Why America’s Youngest Buyers Are Flocking to Luxury Real Estate

Younger buyers are snapping up luxury properties in the U.S. Courtesy Halstead Property

While global geopolitical uncertainty is worrying players in the low and mid-range sectors of the American real estate market, a new report suggests demand for luxury properties is booming and gaining ground from a surprising source: younger buyers.

Last month, Luxury Portfolio International released an in-depth look at this new category of customers entitled, “The Rise of the New Aristocracy.” It breaks down the growth of wealth in key markets and what this new demographic—primarily aged between 25 and 49—wants in real estate. It builds off of a similar report that Beauchamp Estates published in January 2017.

“Buyers are getting younger,” confirms San Francisco agent Mary Macpherson of Paragon Group, which is part of Luxury Portfolio International. “And they know what they want. They’re doing research beforehand and are surprisingly educated about real estate.”

The Luxury Portfolio International report says that 54 percent of these buyers are looking for urban living and, in Macpherson’s ultra-competitive market, young couples are paying above top dollar to do just that. Even with limited inventory at the top end of the market, she sees no signs of this slowing down.

Buyers are looking for flawless properties. Courtesy Chas Everitt

Macpherson also echoed some of the report’s findings that this new crop of buyers is looking for fully connected and wired, turnkey properties with zero flaws. “They’re starting to appreciate more of the architecture here too, but still want all the bells and whistles,” she says.

Further south, in Los Angeles, it’s the rebirth of a storied neighborhood that’s drawing big investment.

“The Sunset Strip is going to look completely different and the ‘Bird Streets’ north of it are desirable,” says David Parnes, Director at The Agency. “To have that combination of the Strip lifestyle with peace and quiet—that’s a big pull.” Several new hotels and entertainment properties are also giving new life to this old stretch of Sunset Boulevard.

Parnes also noted something similar to the findings of the Beauchamp report: high-end buyers are in search of land. While Hollywood Hills West has been able to offer some of that, it’s also sent buyers in search of large lots to Bel-Air and the San Fernando Valley. With the Beauchamp report noting an average price of $2,901 per square foot in highly desirable neighborhoods across the city, it’s a search for value that’s alluring buyers to consider newer areas, too.

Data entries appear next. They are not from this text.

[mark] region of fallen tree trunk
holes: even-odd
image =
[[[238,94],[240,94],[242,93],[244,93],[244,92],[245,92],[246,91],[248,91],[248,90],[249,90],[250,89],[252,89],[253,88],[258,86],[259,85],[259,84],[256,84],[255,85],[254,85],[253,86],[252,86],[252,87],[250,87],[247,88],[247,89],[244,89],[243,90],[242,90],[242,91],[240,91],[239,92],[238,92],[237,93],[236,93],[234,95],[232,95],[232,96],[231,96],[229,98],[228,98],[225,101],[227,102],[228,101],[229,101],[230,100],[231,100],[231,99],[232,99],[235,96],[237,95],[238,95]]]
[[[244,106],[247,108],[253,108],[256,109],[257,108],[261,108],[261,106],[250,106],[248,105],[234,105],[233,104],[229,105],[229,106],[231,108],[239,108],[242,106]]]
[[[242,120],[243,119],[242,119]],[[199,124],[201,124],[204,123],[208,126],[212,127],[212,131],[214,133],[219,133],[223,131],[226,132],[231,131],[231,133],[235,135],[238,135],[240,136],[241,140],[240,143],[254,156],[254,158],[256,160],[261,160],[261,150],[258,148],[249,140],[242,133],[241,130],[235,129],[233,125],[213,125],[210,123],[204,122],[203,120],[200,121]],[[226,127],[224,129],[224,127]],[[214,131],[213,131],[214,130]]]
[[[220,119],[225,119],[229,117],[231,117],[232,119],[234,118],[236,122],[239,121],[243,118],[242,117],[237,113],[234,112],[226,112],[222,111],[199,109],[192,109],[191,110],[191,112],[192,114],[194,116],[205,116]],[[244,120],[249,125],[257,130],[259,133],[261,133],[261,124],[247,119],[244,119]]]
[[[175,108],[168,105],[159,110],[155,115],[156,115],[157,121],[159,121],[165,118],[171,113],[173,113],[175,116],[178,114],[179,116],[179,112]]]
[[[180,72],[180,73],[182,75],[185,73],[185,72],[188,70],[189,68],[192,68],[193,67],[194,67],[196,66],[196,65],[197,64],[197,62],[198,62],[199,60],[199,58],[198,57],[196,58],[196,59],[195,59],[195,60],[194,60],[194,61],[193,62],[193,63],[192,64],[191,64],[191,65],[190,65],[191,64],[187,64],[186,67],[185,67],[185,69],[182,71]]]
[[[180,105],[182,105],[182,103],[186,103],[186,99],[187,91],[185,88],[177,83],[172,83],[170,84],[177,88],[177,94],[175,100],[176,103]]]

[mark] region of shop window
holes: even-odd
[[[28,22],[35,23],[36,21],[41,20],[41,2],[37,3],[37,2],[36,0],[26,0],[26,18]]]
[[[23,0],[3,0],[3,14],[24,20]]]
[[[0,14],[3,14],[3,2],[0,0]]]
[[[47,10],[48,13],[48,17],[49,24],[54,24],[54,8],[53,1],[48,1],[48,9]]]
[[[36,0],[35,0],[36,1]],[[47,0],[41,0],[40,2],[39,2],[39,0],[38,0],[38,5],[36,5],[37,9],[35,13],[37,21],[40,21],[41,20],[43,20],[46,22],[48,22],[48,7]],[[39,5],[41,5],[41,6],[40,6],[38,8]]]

Perhaps more so than in other markets, the influence of new Asian money is driving up the price of luxury at the highest ends in two main East Coast markets: the traditional in Manhattan and the upstart in Miami.

Buyers are also looking to snap up property. Courtesy John Daugherty

“They tend to have a need [for] the best that’s out there,” says Leslie J. Garfield agent, Jed Garfield. He predicts a continued increase in foreign investment in the city, especially from countries with political unrest. Above all, American real estate is seen as a solid, safe and stable investment. Garfield noted an increase in Turkish interest amid the country’s recent political troubles.

Miami’s market has skyrocketed with its Association of Realtors reporting 47.6 percent year-over-year growth in the $1 million plus condo sales and 16.7 percent growth in single-family home transactions. Chinese capital has helped drive the increase, in addition to continued support from Latin American and European buyers.

The New Aristocracy report parallels much of the sentiment from these realtors: the wealthy are getting wealthier and value a safe and secure residence now more than ever. The younger portion of this wealth is looking for more community-minded features and will either pay top dollar within an urban environment or pioneer into a new neighborhood to find the exact amenities they’re looking for.

Plainly stated, the American luxury market is thriving and shows no signs of slowing down.